REVIEW: New ‘Jumanji’ saved from a jungle of unimaginative storytelling by great cast
“Jumanji: Welcome to the Jungle”, a sequel to the 1995 fantasy film starring the late Robin Williams, is intended to be entertaining, but plot and character arcs are so formulaic and unimaginative, that it struggles to even do that.
Thank the Maker for a great cast that really works well together.
This flick opens with four very different teens wind up serving detention together, all “Breakfast Club” style. Whilst trying to avoid doing work, they stumble across an old game console and get sucked into the video game Jumanji. The twist: the kids now occupy the bodies of the game avatars they’ve chosen: a dashing archaeologist (Dwayne “The Rock” Johnson), a diminutive zoologist (Kevin Hart), a portly map reader (Jack Black) and a female martial arts master (Karen Gillan).
Our quartet of heroes are charged with a mission and they can’t escape the game until they complete said mission. Along the way, they duck the game’s main baddie (Bobby Cannavale) and form friendly bonds as they fight to survive long enough to win the day.
By far, the best thing about “Jumanji: Welcome to the Jungle” is the cast. Johnson is pretty good playing against type as a callow nerd in a wrestling champ’s body. Hart plays the same character he always plays, but he does have good chemistry and their interplay works.
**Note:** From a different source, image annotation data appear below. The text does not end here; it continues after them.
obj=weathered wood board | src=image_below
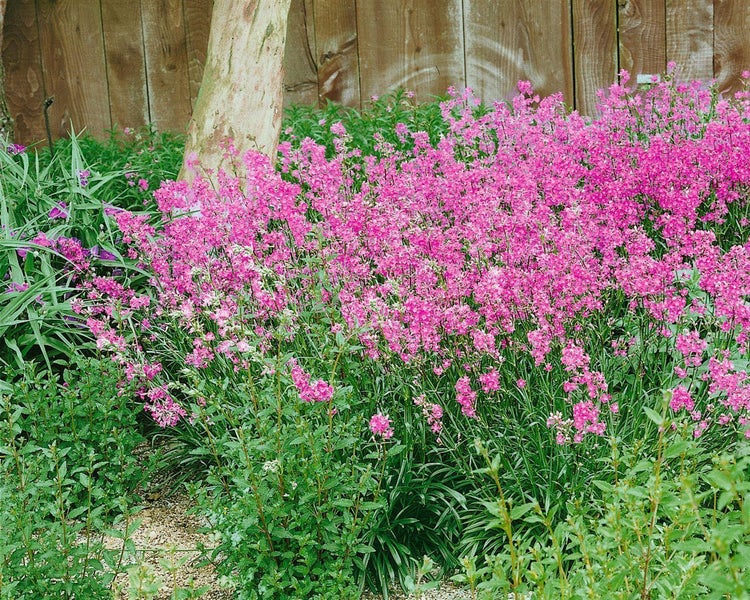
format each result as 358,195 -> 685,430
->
617,0 -> 667,83
284,0 -> 318,106
36,0 -> 112,137
314,0 -> 362,107
101,0 -> 149,129
666,0 -> 714,81
713,0 -> 750,94
573,0 -> 618,115
357,0 -> 466,102
3,0 -> 46,144
464,0 -> 573,105
141,0 -> 192,133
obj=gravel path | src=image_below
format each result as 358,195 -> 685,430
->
105,495 -> 471,600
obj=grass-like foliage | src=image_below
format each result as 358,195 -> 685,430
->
0,73 -> 750,598
0,131 -> 182,385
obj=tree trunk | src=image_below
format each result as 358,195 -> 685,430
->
0,0 -> 14,141
178,0 -> 291,180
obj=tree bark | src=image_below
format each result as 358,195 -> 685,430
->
178,0 -> 291,181
0,0 -> 14,141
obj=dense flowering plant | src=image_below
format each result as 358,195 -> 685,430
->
81,72 -> 750,443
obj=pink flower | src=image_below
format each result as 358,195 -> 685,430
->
370,413 -> 393,440
669,385 -> 695,412
456,375 -> 477,418
479,369 -> 500,394
47,202 -> 68,219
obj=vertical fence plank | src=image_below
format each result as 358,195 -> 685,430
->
464,0 -> 573,105
102,0 -> 148,128
357,0 -> 466,101
617,0 -> 667,78
714,0 -> 750,93
37,0 -> 112,137
3,0 -> 46,144
666,0 -> 714,81
183,0 -> 214,109
141,0 -> 192,133
313,0 -> 362,107
284,0 -> 318,106
573,0 -> 618,115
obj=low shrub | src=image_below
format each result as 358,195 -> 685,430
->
462,403 -> 750,599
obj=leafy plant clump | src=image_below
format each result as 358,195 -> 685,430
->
0,360 -> 154,599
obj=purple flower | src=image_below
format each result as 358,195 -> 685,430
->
89,246 -> 117,260
370,413 -> 393,440
5,281 -> 29,294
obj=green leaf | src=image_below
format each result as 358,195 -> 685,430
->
643,406 -> 664,426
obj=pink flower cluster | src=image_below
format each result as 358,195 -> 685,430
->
414,394 -> 443,439
370,413 -> 393,440
289,359 -> 333,402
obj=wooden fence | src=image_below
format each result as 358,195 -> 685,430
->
3,0 -> 750,144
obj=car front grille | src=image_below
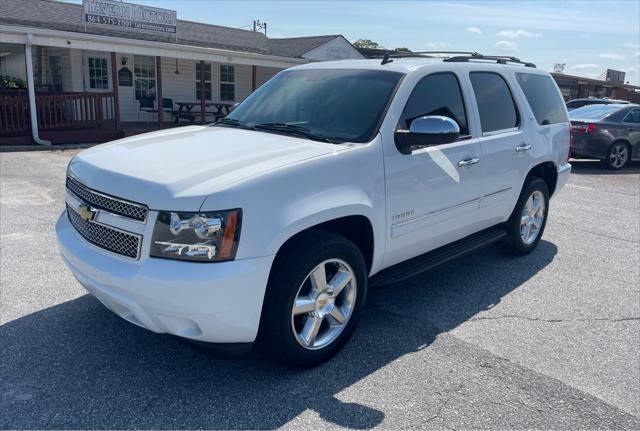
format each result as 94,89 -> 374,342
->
67,176 -> 149,222
67,204 -> 142,259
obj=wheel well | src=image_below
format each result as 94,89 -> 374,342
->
278,215 -> 373,272
527,162 -> 558,196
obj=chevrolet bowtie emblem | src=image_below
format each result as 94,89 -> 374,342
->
78,204 -> 96,221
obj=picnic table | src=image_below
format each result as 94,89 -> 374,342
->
175,102 -> 233,123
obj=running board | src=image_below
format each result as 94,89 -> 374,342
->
369,224 -> 507,286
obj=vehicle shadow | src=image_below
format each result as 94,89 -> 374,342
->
0,241 -> 557,429
569,159 -> 640,175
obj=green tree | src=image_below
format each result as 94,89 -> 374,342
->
353,39 -> 384,49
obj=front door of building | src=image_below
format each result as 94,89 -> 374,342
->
84,52 -> 113,92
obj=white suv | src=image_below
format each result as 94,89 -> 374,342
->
56,54 -> 571,366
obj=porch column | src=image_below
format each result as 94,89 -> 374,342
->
156,56 -> 164,129
251,65 -> 258,91
200,60 -> 205,124
111,52 -> 120,132
24,33 -> 51,145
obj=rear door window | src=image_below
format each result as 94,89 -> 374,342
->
398,72 -> 469,135
469,72 -> 520,133
516,73 -> 569,126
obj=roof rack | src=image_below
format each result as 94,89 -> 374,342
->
381,51 -> 536,68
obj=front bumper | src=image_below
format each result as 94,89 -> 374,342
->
56,211 -> 274,343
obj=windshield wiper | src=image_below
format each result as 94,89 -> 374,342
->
253,123 -> 339,144
213,117 -> 255,130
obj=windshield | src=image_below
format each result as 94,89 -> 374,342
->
569,105 -> 620,120
219,69 -> 402,143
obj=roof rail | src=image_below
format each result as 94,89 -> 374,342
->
381,51 -> 536,68
443,53 -> 536,68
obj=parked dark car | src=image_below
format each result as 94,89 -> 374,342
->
569,104 -> 640,169
567,97 -> 629,111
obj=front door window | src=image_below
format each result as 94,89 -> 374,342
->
85,53 -> 111,91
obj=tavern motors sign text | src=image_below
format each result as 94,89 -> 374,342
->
83,0 -> 177,34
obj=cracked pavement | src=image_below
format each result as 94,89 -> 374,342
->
0,152 -> 640,430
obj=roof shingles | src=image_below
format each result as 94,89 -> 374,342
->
0,0 -> 340,58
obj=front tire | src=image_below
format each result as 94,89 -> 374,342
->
605,142 -> 631,170
258,231 -> 367,367
499,177 -> 549,256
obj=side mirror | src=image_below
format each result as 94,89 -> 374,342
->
395,115 -> 460,154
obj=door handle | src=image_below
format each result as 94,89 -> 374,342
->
458,157 -> 480,168
516,144 -> 531,153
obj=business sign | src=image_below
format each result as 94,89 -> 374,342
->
83,0 -> 177,34
604,69 -> 626,82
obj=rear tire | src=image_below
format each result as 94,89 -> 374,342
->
258,231 -> 367,368
604,142 -> 631,170
499,176 -> 549,256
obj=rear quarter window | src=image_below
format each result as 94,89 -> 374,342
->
516,73 -> 569,126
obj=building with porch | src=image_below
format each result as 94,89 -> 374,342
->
0,0 -> 362,144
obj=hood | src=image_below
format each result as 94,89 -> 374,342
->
69,126 -> 342,211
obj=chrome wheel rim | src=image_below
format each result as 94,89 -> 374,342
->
520,190 -> 545,245
609,144 -> 629,168
291,259 -> 357,350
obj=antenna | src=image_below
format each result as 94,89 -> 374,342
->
251,19 -> 267,36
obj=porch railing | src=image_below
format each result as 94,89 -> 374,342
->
0,90 -> 115,135
36,93 -> 115,130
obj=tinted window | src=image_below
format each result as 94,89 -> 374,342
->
228,69 -> 402,142
469,72 -> 519,133
516,73 -> 569,125
398,73 -> 469,135
567,100 -> 609,108
624,109 -> 640,123
569,105 -> 620,120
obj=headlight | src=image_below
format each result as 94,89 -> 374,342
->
151,209 -> 242,262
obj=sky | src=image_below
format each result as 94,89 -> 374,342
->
67,0 -> 640,85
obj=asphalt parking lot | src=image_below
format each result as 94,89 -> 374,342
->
0,152 -> 640,429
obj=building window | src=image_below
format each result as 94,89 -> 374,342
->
220,64 -> 236,101
196,62 -> 212,100
89,57 -> 109,90
48,55 -> 62,91
133,55 -> 156,100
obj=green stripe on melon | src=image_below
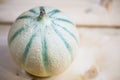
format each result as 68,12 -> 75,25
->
8,7 -> 79,77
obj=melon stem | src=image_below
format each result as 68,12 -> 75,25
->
38,7 -> 46,21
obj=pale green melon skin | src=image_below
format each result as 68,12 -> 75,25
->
8,7 -> 79,77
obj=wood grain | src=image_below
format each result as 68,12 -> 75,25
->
0,0 -> 120,27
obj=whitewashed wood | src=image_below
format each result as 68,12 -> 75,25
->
0,0 -> 120,26
0,25 -> 120,80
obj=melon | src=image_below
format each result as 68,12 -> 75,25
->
8,6 -> 79,77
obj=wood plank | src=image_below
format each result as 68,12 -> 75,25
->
0,25 -> 120,80
0,0 -> 120,26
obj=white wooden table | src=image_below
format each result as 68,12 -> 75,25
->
0,25 -> 120,80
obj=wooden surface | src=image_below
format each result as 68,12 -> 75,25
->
0,25 -> 120,80
0,0 -> 120,27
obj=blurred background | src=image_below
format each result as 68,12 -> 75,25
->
0,0 -> 120,80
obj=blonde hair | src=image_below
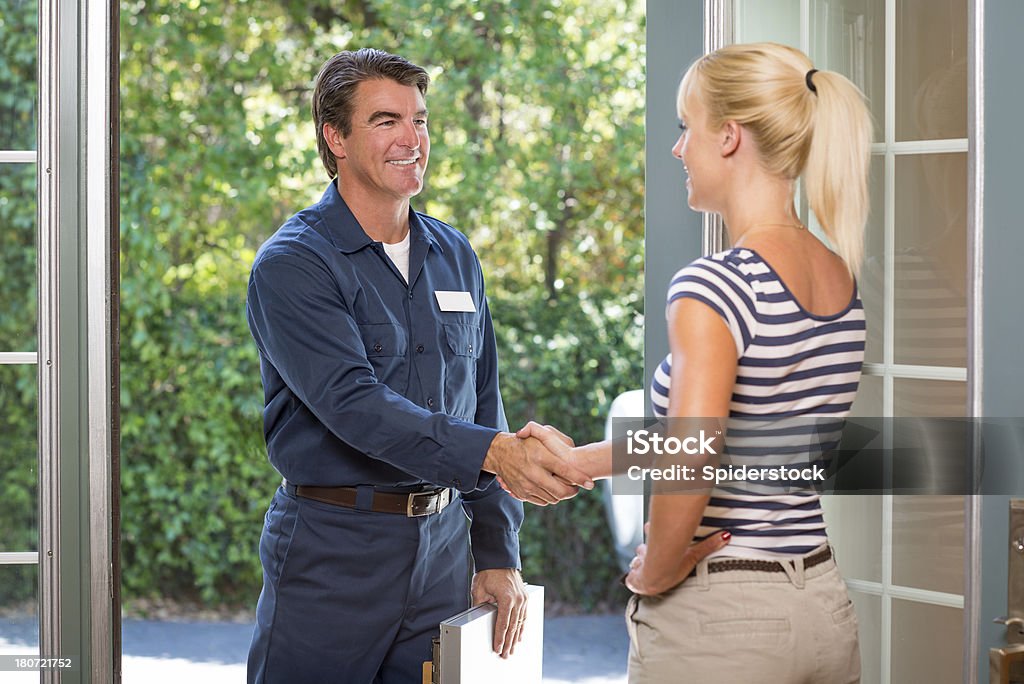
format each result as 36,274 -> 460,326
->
677,43 -> 871,275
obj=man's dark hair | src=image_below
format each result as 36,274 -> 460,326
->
312,47 -> 430,178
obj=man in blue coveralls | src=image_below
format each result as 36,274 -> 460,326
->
247,49 -> 593,684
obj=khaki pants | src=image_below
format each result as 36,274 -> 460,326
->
626,547 -> 860,684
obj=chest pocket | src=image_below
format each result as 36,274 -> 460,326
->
359,323 -> 409,392
444,324 -> 483,421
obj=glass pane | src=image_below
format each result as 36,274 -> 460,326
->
0,565 -> 39,684
857,155 -> 886,366
734,0 -> 800,47
894,153 -> 968,368
893,378 -> 967,418
0,162 -> 37,351
0,366 -> 38,548
850,590 -> 880,684
893,496 -> 964,594
896,0 -> 970,140
0,0 -> 38,149
890,599 -> 964,684
821,495 -> 882,582
811,0 -> 886,141
850,375 -> 885,418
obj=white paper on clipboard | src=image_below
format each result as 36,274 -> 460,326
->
439,585 -> 544,684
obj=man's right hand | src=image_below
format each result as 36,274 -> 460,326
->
482,432 -> 594,506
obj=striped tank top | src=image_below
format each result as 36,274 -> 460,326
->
650,248 -> 865,558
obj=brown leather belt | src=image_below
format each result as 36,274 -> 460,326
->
281,480 -> 452,518
686,547 -> 831,578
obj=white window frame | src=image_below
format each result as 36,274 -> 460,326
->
703,0 -> 984,684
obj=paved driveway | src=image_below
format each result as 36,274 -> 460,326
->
0,615 -> 629,684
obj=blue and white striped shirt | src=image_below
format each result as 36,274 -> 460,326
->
650,249 -> 865,558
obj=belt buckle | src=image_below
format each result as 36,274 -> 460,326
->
406,487 -> 452,518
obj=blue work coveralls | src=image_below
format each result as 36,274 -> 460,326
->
247,182 -> 522,684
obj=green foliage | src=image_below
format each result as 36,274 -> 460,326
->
0,0 -> 644,608
0,0 -> 38,606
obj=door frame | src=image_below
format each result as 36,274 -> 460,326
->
37,0 -> 121,683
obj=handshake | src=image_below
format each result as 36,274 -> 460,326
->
482,421 -> 610,506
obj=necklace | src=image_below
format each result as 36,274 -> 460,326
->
743,223 -> 807,236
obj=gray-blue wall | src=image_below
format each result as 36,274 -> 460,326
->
644,0 -> 703,395
978,0 -> 1024,682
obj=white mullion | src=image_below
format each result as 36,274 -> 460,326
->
800,0 -> 814,54
0,351 -> 39,366
0,149 -> 36,164
889,585 -> 964,610
846,580 -> 964,608
863,361 -> 967,382
880,0 -> 896,684
871,138 -> 969,155
0,551 -> 39,565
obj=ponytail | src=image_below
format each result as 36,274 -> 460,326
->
804,72 -> 871,275
677,43 -> 871,275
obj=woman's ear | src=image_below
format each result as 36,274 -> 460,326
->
721,120 -> 743,157
324,124 -> 345,159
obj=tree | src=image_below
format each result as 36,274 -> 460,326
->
0,0 -> 644,607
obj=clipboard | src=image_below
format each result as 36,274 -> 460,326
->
424,585 -> 544,684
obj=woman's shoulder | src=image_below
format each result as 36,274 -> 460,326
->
672,247 -> 768,290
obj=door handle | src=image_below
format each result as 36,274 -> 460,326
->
992,617 -> 1024,637
988,643 -> 1024,684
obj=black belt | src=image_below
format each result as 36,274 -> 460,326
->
281,480 -> 452,518
686,547 -> 831,578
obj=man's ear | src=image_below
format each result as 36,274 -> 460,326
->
721,120 -> 743,157
324,124 -> 345,159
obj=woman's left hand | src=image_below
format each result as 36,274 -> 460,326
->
625,523 -> 732,596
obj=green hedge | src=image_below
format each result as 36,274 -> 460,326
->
0,0 -> 644,609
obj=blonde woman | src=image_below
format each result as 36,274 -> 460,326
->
522,43 -> 871,684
Gillan is also enjoyable, and a scene where she tries to flirt is one of the best things in the whole movie.
Then there’s Jack Black. He steals the movie as a teen-age Instagram queen trapped in the body of a pudgy middle-aged man. His concern with unimportant things, like his appearance or his digital devices, draw plenty of chuckles. He’s just straight-up brilliant and turns in his best work since “School of Rock”.
The cast is so good together, that it overcomes the other shortcomings that weight “Jumanji” down. And there are many shortcomings. The movie is exceedingly formulaic and predictable. You can see every plot point coming from a mile away. The villain is also a disappointment, with little development and a boring band of henchmen. He’s uninteresting and inconsequential and, ultimately, unmemorable.
And while the the cast is fun to watch together, the characters they’re playing undergo the most unimaginative, standard-issue arcs. When you know the relationships the characters will have before the opening credits finish, that’s a sign of poor writing and storytelling. And if the cast didn’t work so well together, it would be very easy to lose interest in these characters.
This flick also is a little lacking in memorable visuals and the musical score lacks impact.
“Jumanji: Welcome to the Jungle” could easily be a waste of time. But thanks to Black, Hart, Gillan, and The Rock, it narrowly succeeds in being a fun watch.